This repository contains analysis code to accompany Le et. al, "The zebra finch auditory cortex reconstructs occluded syllables in conspecific song" (preprint).
This README file describes the key steps in running the analysis, including links to data files hosted on public repositories. See the docs
folder for information about installing dependencies, using a high performance cluster, and other topics. The instructions should work on Linux or any other POSIX-compatible operating system. Windows users will need to port batch scripts.
The data for the analysis has been deposited as zip files in figshare datasets.
To download, verify, and unpack the dataset, run scripts/fetch_datasets.sh
.
Temporary files are created in the build
directory, while model results and statistics are store under output
. To restart the analysis from the beginning, you can just clear these directory out.
The code is a combination of scripts and Jupyter notebooks. You will need to run the scripts first and then the notebooks.
If you're starting from a fresh repository, see docs/installation.md
for instructions about how to set up your Python and R environments.
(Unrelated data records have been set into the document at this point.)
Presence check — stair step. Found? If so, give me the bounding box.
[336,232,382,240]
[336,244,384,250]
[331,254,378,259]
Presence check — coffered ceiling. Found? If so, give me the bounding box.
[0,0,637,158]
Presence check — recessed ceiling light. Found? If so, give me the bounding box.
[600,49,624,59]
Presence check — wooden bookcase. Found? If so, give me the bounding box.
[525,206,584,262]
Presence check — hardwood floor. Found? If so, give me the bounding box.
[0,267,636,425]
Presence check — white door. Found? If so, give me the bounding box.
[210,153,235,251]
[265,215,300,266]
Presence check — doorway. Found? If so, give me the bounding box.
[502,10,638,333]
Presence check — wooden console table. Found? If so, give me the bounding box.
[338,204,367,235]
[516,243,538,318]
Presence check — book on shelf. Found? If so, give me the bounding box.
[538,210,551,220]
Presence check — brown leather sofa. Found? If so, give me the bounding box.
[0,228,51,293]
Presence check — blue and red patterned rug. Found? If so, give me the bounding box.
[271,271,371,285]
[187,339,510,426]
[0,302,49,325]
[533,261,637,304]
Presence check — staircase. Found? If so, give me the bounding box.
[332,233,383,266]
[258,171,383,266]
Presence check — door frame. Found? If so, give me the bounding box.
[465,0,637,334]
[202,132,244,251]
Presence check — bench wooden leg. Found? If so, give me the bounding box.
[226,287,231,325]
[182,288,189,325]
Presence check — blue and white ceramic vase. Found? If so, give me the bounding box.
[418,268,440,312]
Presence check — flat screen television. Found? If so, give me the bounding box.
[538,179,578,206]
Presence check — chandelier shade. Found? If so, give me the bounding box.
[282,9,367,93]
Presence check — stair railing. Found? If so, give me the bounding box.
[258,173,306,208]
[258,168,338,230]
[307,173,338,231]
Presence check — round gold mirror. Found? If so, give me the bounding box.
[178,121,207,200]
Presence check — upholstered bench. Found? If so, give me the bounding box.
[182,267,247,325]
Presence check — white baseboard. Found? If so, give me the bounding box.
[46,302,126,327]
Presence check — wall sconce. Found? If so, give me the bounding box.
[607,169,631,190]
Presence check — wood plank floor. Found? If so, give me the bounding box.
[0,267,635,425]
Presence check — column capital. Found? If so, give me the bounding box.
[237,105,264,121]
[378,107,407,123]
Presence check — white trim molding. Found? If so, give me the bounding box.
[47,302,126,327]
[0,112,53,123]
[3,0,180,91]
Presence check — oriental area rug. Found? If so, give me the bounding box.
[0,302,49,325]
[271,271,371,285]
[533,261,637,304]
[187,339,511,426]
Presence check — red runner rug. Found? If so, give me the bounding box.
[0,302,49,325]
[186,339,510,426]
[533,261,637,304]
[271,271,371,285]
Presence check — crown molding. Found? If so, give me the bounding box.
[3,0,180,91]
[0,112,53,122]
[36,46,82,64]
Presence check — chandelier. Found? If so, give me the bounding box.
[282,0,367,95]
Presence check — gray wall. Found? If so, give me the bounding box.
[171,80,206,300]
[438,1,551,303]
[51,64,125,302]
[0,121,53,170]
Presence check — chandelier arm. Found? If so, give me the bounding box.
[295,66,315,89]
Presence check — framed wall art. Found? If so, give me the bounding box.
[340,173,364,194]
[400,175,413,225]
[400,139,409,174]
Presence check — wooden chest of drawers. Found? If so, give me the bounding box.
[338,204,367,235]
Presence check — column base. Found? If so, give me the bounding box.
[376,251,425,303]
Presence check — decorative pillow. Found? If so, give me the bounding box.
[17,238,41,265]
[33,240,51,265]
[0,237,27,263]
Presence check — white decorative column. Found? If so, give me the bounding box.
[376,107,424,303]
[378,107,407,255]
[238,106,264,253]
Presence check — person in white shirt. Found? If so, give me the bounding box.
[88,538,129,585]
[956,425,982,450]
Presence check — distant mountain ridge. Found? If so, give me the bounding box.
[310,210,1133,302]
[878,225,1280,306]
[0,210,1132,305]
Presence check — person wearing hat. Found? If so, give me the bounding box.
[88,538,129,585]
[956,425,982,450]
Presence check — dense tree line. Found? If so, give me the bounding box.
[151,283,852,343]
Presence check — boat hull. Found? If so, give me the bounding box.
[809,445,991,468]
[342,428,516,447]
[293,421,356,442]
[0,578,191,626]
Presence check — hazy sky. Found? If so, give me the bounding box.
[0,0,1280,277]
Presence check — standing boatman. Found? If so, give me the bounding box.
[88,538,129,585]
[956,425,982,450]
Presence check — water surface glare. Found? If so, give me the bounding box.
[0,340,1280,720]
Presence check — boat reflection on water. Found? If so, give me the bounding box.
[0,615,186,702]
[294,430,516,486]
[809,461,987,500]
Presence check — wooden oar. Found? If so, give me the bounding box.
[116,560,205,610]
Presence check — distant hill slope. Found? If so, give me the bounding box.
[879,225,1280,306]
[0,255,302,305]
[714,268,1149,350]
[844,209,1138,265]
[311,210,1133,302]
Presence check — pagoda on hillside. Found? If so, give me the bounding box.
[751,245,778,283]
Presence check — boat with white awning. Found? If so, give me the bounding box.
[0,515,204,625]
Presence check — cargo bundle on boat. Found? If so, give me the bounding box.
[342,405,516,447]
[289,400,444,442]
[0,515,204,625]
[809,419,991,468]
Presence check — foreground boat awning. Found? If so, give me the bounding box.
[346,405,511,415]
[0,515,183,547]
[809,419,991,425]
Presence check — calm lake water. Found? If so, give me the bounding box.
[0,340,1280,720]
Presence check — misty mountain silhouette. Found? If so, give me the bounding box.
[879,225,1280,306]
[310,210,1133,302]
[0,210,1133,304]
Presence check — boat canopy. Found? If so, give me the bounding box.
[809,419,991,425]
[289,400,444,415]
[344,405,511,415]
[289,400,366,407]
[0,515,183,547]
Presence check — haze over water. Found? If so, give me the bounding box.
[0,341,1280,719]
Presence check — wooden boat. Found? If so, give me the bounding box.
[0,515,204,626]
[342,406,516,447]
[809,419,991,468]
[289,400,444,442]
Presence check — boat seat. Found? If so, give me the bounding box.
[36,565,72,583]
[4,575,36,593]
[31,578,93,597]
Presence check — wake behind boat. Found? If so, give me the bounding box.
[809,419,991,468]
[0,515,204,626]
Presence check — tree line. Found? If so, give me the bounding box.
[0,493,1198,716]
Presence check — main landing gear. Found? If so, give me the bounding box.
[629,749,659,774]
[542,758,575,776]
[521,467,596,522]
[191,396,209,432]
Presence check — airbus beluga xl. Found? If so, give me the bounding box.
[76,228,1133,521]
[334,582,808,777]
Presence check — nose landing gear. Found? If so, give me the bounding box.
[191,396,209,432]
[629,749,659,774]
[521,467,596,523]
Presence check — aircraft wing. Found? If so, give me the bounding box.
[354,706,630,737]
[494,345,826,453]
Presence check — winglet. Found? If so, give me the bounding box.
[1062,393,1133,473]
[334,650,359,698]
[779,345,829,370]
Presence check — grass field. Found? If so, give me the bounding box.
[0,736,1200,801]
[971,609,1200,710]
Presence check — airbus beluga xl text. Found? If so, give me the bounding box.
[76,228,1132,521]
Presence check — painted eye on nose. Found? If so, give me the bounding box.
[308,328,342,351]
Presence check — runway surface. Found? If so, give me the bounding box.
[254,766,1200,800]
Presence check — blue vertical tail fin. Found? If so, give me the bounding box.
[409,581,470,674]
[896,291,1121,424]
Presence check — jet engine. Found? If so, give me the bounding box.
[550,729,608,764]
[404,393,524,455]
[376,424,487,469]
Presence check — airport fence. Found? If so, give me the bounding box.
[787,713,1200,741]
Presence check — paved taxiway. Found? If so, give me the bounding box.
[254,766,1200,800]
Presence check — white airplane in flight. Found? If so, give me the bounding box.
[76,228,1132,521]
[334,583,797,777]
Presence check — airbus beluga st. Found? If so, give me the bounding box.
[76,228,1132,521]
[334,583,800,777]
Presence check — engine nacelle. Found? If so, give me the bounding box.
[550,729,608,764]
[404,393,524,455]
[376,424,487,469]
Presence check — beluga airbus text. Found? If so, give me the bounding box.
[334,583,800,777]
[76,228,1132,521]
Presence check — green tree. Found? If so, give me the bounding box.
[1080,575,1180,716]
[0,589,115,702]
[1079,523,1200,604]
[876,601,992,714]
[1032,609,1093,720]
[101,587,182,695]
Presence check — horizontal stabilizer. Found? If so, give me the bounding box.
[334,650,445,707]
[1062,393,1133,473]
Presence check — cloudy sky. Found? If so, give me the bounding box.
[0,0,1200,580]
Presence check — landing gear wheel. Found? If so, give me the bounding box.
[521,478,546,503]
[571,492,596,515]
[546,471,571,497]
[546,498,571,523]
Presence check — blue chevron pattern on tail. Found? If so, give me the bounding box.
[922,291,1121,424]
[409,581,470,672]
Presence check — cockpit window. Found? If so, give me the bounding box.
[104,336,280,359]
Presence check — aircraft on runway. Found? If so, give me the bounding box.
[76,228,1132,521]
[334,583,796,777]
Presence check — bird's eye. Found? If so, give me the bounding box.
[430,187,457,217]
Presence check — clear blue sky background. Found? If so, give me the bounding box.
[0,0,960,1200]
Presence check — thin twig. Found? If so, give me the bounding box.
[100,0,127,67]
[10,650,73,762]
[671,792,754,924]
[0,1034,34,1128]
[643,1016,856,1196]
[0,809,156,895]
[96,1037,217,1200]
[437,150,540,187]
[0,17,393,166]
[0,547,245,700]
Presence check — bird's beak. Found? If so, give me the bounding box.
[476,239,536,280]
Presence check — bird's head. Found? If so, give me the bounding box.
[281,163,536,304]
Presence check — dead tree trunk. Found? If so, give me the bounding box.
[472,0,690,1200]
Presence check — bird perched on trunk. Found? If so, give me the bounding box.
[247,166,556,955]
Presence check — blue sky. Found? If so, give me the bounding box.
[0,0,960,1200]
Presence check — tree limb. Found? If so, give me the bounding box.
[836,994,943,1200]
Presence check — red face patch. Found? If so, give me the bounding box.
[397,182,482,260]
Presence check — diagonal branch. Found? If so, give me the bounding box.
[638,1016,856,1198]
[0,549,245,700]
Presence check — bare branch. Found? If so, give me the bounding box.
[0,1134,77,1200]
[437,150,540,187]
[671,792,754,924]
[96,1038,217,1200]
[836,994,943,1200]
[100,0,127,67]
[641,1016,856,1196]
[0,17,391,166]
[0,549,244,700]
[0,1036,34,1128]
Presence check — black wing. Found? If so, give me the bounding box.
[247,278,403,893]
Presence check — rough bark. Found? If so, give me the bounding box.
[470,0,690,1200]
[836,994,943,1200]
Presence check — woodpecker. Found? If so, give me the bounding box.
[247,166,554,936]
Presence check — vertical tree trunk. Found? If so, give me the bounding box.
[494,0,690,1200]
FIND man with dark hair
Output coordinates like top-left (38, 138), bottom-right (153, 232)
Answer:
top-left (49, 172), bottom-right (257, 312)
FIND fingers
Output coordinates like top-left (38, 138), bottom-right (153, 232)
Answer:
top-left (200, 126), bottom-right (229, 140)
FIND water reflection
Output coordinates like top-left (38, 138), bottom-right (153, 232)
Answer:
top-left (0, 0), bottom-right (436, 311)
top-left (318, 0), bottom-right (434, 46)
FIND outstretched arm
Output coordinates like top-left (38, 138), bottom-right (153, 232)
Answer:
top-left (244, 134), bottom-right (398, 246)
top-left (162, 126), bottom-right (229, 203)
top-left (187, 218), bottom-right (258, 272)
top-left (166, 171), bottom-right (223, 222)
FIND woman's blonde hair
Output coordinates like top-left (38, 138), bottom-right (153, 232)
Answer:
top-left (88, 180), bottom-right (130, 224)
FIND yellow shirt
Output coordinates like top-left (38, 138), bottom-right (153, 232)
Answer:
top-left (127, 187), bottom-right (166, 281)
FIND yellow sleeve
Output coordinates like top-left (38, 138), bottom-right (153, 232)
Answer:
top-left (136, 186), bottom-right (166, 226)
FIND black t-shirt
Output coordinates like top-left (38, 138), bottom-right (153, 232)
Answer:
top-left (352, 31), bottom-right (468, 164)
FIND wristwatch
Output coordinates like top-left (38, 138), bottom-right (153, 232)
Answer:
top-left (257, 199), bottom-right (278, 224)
The dataset is split into three experiments, 2 using natural song stimuli: nat8a
and nat8b
, and one using scrambled song motifs: synth8b
. Each experiment contains the extracellular spike times (.pprox
files) recorded from the auditory pallium under dataset/{exp}-responses
and its corresponding stimuli set under dataset/{exp}-stimuli
; metadata
directory contains information about the vocalizers used for the study, the ephys-recorded birds, and recording sites.
Further, the inputs
directory contains information about how each experiment was organized, i.e. split between different cohorts and subjects. Metadata about the stimuli, including the critical intervals and naming convention for different stimuli conditions can be found under inputs\stimuli\{exp}
.
Spike waveforms were saved during spike sorting by group-kilo-spikes
, a script in our collection of custom Python code (https://github.com/melizalab/melizalab-tools). Each unit spiketimes are stored within a .pprox
file alongside the stimulus presentation metadata. Run ./scripts/preprocess.py
to perform the data aggregating necessary for decoder analysis. The script will first convert cohort neural responses into time series data stored under build/{exp}/responses-{dataset}.h5
, then further perform delay-embedding of the neural data with parameters specified in inputs/parameters.yml
.
All the decoders found in the journal article can be fit using scripts/decode.py
. This will load the data for each cohort/subject/recording, and use cross-validation to determine the optimal PLS hyperparameter, and then do train/test splits for each motif to compute predictions from the responses to illusion-inducing stimuli. Following, run scripts/analyse.py
to calculate the Euclidean distances between pairs of stimulus condition, as well as the Restoration Index measure used in the paper.
To recreate figures from the publication, run the corresponding figure's notebook under notebooks
. You should run notebooks/R-models.ipynb
first to estimate the group means.